With slow yet heavy steps, Herlinda walks through the rubble of what used to be her house. Her footsteps reverberate in what was her room, now empty, the windows covered with sheet metal. A nervous gaze scans the bare walls and the tangles of metal that slip between the walls.
The humble two-story building was blown up a year ago in an attack by criminal gangs who fought over the port city of Guayaquil, known as Ecuador’s gateway to the Pacific, located some 400 km south of capital Quito. Five neighbours lost their lives and dozens were seriously injured, including Ms. Herlinda, who lost an eye in the explosion.
“Thank God, I fell at the impact of the explosion, but I was not unconscious. I rushed out, I saw many people destroyed, injured,” recalls the 44-year-old cook, as she struggles to dust off her kitchen, which she is trying, very slowly, to rebuild.
Nothing has been the same since that day. “I liked to work, dance... but now I am seeing the doctor daily. I am constantly dizzy, and my head hurts. My life has totally changed”, she laments, closing the metal door of her home, located in the Cristo del Consuelo neighbourhood, while avoiding the curious glances of her neighbours.

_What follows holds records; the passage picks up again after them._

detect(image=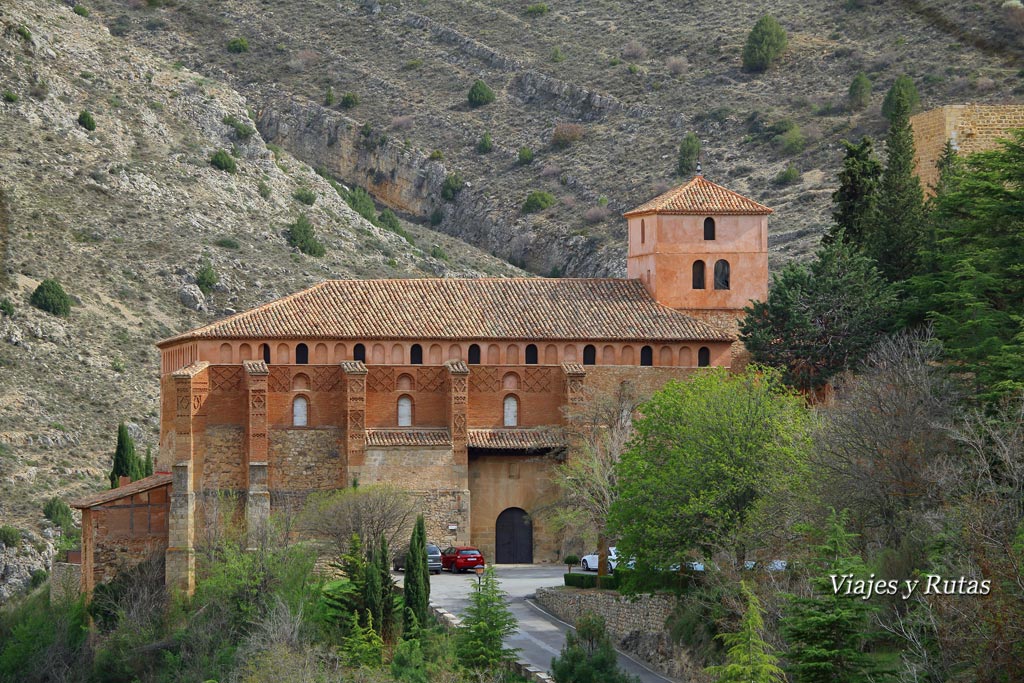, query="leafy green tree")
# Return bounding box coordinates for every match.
[743,14,788,72]
[781,510,879,683]
[609,366,809,570]
[456,566,518,672]
[551,612,637,683]
[739,233,897,390]
[403,515,430,631]
[676,131,700,176]
[823,135,882,247]
[882,74,921,123]
[866,93,925,282]
[705,582,785,683]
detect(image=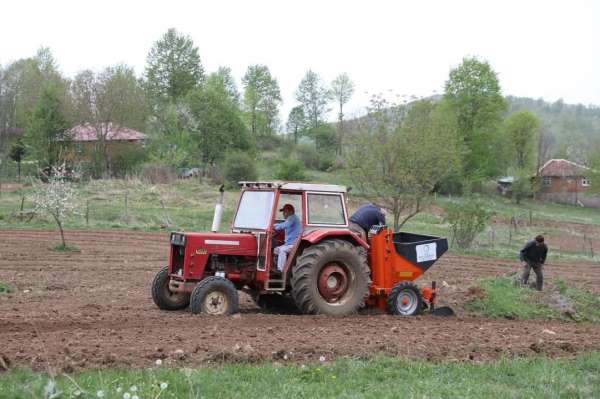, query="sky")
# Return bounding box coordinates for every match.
[0,0,600,121]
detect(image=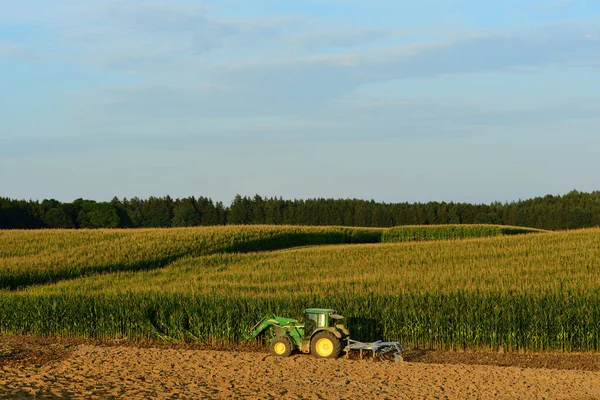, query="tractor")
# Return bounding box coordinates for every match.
[247,308,350,358]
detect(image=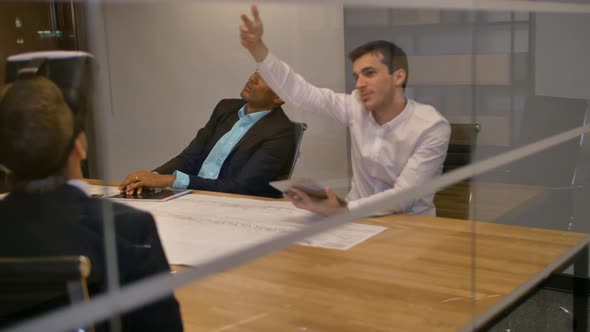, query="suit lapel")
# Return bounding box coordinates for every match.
[232,107,282,152]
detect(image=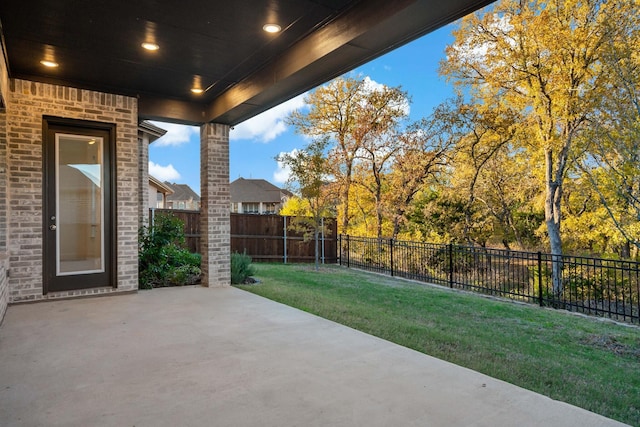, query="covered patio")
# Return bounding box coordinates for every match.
[0,287,623,427]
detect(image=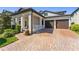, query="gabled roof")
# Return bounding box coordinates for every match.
[40,10,66,15]
[12,8,44,17]
[46,14,71,18]
[71,8,79,16]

The highly populated place, made up of rows of humble buildings and narrow streets, is one of the areas where criminal gangs fight each other in Ecuador. In recent years, the South American country saw a major jump in violence.
In 2017 Ecuador was one of the safest countries in Latin America, with a rate of 5.4 murders per 1,00,000 inhabitants. Today, it is the fourth most violent country in the region, only surpassed by Venezuela, Honduras and Colombia, after marking 25 murders per 1,00,000 inhabitants. In 2022, it saw 4,603 homicides, almost double the previous year’s numbers, a record. To put the figure in context, India, according to the World Bank, registered three murders per 1,00,000 inhabitants in 2021.
Violence was not limited just to the streets of Guayaquil. Prisons that keep inmates belonging to the feared Mexican drug cartels such as Tijuana and Jalisco Nueva Generación, often witnessed gang wars. More than 400 people have been murdered in Ecuadorian prisons since 2020. The bloodiest of them broke out on September 28, 2021, at the Guayaquil Litoral Penitentiary, when 119 inmates were killed in a single day.